4.1 Research Report

Scoring and Grading: Benchmarking AI in Automated Educational Assessment

Benchmarks evaluating automated scoring, grading, and rubric application.

How this was produced: We identified high-relevance papers (scored ≥7/10) classified under this category, extracted key sections (abstract, introduction, results, discussion, conclusions) from each, then used Claude to synthesise findings into a structured analysis. The report below reflects what the research covers — and what it doesn't.

View benchmarks

Automated scoring and grading represents one of the most mature and extensively researched areas in educational AI, with 139 papers spanning automated essay scoring (AES), short answer grading, programming assessment, and domain-specific evaluation across multiple languages and educational contexts. The field has undergone a significant methodological evolution — from hand-crafted linguistic features and vector space models through to deep learning architectures and, most recently, large language models (LLMs) used in zero-shot and few-shot configurations. Neural network models now routinely achieve human-level agreement on established benchmarks, with quadratic weighted kappa (QWK) scores exceeding 0.80 on standard datasets such as ASAP.

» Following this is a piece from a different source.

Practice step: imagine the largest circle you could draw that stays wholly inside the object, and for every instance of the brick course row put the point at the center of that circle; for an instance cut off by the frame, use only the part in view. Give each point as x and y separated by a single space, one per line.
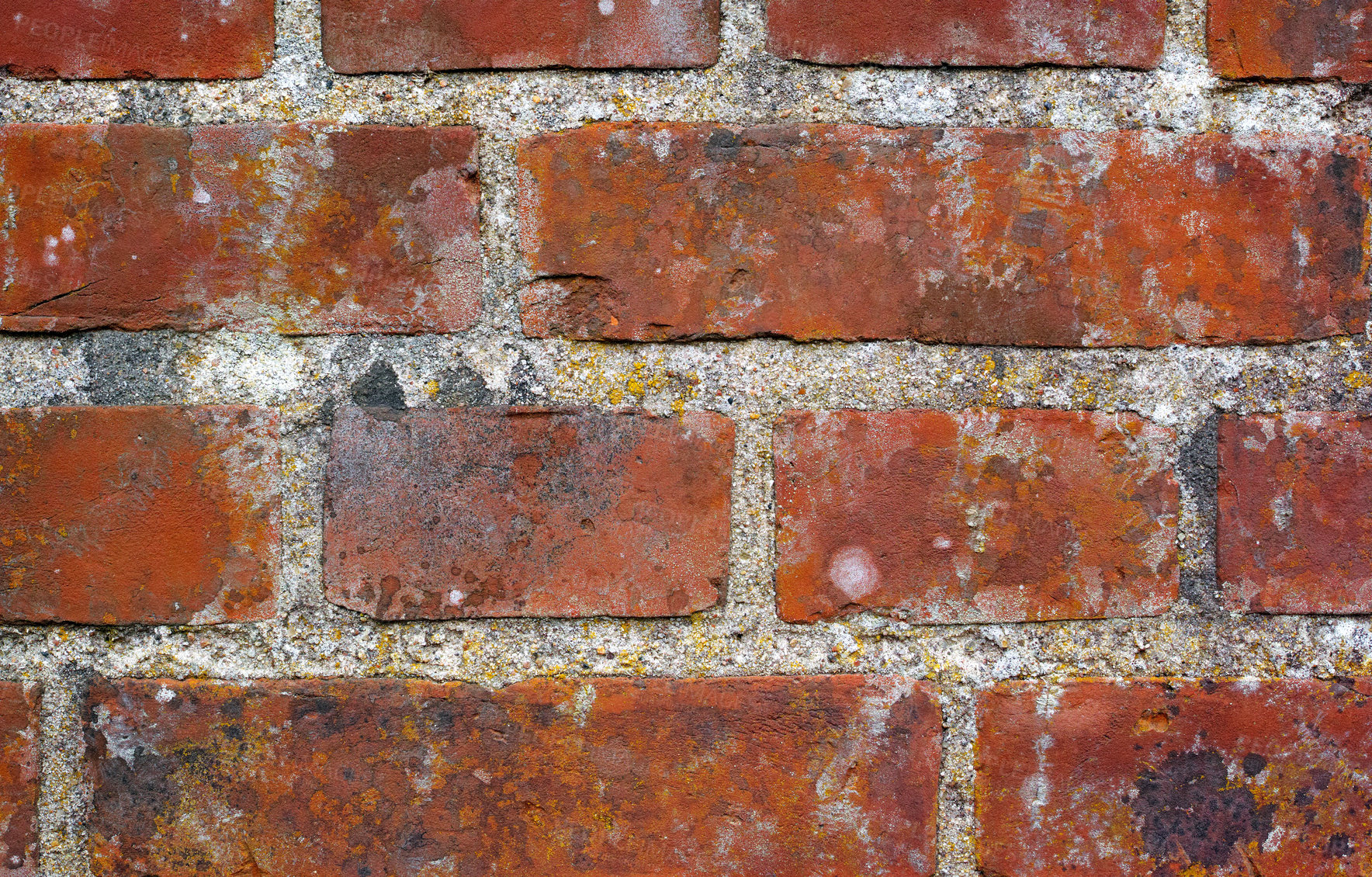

However, a critical tension sits at the heart of this body of research. The overwhelming emphasis on statistical agreement with human raters — measured through QWK, Pearson correlation, and root mean square error (RMSE) — has come at the expense of deeper questions about pedagogical validity, fairness, and real-world impact on learning. Most systems treat human scores as perfect ground truth, yet inter-rater disagreement is well documented. LLMs frequently assign systematically different scores than humans — often harsher — and most systems remain opaque in their scoring rationales. Only 5 of 139 papers meaningfully address cognitive offloading or learning science concerns. The field now stands at a juncture where technical capability has outpaced our understanding of whether these systems support genuine learning, serve all students equitably, or hold up under adversarial scrutiny. This represents both a significant gap and a major opportunity for the education sector.